SF: Have you encountered any unexpected hurdles or challenges launching the print shop? Anything you wish you knew sooner?
DB: What has been most challenging is that Gabi and I are managing this virtually. We video chat and message throughout our days, but sometimes we do feel the strain of trying to coordinate schedules. That’s why we set specific times to meet each week to ensure we are getting things done.
I’ve gained experience and insight from the partners we have at Simply Framed. I know how long the process can take when you want to start a new venture and how devoting time to setting up rules around data, products, and processes is so worth it in the long run. Create a system! Otherwise, it will be hard to find what you need. You will also keep consistency in products that you add at a later time if you have guidelines about file size, dpi, and artist info organized clearly and consistently. You'll thank yourself in the long run.

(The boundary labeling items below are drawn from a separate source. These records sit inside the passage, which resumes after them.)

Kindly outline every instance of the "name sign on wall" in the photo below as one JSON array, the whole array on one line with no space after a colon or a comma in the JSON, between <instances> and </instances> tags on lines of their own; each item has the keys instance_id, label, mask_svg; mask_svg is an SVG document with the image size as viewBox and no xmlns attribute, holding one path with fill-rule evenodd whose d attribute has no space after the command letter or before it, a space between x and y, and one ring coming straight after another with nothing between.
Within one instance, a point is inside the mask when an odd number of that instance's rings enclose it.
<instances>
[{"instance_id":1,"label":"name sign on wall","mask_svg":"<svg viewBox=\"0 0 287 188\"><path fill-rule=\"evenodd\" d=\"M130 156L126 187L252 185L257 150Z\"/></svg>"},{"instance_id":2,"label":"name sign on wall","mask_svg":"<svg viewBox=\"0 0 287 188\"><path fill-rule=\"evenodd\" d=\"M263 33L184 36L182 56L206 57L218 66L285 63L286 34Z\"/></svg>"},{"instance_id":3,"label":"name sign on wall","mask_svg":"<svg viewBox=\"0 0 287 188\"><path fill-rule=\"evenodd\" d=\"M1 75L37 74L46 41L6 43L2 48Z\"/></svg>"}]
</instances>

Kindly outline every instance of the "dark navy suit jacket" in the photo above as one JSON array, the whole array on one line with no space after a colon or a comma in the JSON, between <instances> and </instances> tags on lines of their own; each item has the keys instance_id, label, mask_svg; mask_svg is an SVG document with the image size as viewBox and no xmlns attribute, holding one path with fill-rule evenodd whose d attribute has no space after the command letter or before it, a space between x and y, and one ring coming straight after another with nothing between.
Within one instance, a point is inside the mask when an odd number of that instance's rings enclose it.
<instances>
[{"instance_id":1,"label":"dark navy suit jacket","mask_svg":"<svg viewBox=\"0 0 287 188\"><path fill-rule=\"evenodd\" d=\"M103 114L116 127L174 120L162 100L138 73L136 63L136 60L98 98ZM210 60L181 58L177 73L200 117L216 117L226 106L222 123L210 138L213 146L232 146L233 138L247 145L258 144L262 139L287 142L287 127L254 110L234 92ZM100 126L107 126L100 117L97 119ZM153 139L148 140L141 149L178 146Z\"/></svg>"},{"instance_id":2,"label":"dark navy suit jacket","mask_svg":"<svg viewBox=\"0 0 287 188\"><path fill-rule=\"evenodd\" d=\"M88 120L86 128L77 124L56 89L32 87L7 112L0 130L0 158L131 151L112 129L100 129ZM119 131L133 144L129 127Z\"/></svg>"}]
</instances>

SF: Any tips for someone else looking to balance a full-time job with starting a business?
DB: Start small! We first set up two weekly meetings to get the project moving forward. Once we knew we were in crunch time and ready to add products, we upped that to a one-hour meeting a day until we launched. We are photographers so content (thankfully) is not an issue, but organization can take time. We invested early into apps like Canva and Later so that keeping up with social media wouldn’t feel overwhelming. Partnering with Simply Framed for fulfillment was obvious and I know the benefits of having an easy online platform to place orders, ensure consistent fulfillment, and customize options to offer.
Trying to do my job well, take care of my pets, stay healthy, be social, volunteer, hike, do the other things I enjoy, and juggle this new business can be tough to balance, but I think the reason this felt like the right next step is I genuinely enjoy the work. I want to spend time on it. I don’t necessarily feel like I am creating work for Parallel; rather, what I normally do is informing the Space.